I think @sloria is on to something. I ended up taking his code and creating a custom scalar that decorates the GraphQLDate class with his custom Date class:
import { GraphQLScalarType } from "graphql";
import { GraphQLDate } from "graphql-iso-date";
// Here we're overriding the parsing behavior in GraphQLDate to provide
// some better parsing of Dates
// see https://github.com/excitement-engineer/graphql-iso-date/issues/106
export default class GraphQLDateOnly extends GraphQLScalarType {
constructor() {
super({
name: "Date",
serialize(value) {
return GraphQLDate.serialize(value);
},
parseValue(value) {
const date = GraphQLDate.parseValue(value);
return new DateOnly(date);
},
parseLiteral(ast) {
const date = GraphQLDate.parseLiteral(ast);
return new DateOnly(date);
}
});
}
}
class DateOnly extends Date {
toISOString() {
console.log("Parsing date");
return super.toISOString().slice(0, 10);
}
}
Yes, we did something similar:
/* @flow */
import { GraphQLScalarType } from 'graphql';
import { GraphQLDate as BaseGraphQLDate } from 'graphql-iso-date';
class DateOnly extends Date {
toISOString() {
return super.toISOString().slice(0, 10);
}
}
const {
parseValue: baseParseValue,
parseLiteral: baseParseLiteral,
...config
} = BaseGraphQLDate.toConfig();
export default new GraphQLScalarType({
...config,
parseValue: value => new DateOnly((baseParseValue(value): any)),
parseLiteral: ast => new DateOnly((baseParseLiteral(ast): any)),
});
Can we please merge this in?
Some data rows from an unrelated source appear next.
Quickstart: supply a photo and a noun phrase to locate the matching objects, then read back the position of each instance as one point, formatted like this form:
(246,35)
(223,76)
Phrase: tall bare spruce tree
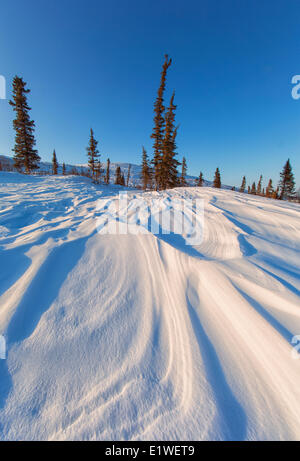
(146,171)
(25,156)
(107,173)
(54,163)
(287,182)
(168,167)
(217,179)
(93,156)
My team is encountering the same issue, and we are implementing our own version of this in our code as a workaround.
I'm still not sure this PR does the correct thing. I think using DateOnly that stringifies to a date (not datetime) is a more correct approach. Thoughts @MarkPolivchuk ?
How would you go about converting 2017-01-07T00:00:00+01:20 (which is equal to 2017-01-06T22:40:00Z)? Should this be converted to 2017-01-07 or 2017-01-06? There is no clear definition as to what the actual date is given that it is dependent on the time offset. I want to avoid these kind of ambiguities in this library and keep in line with the RFC 3339 specification.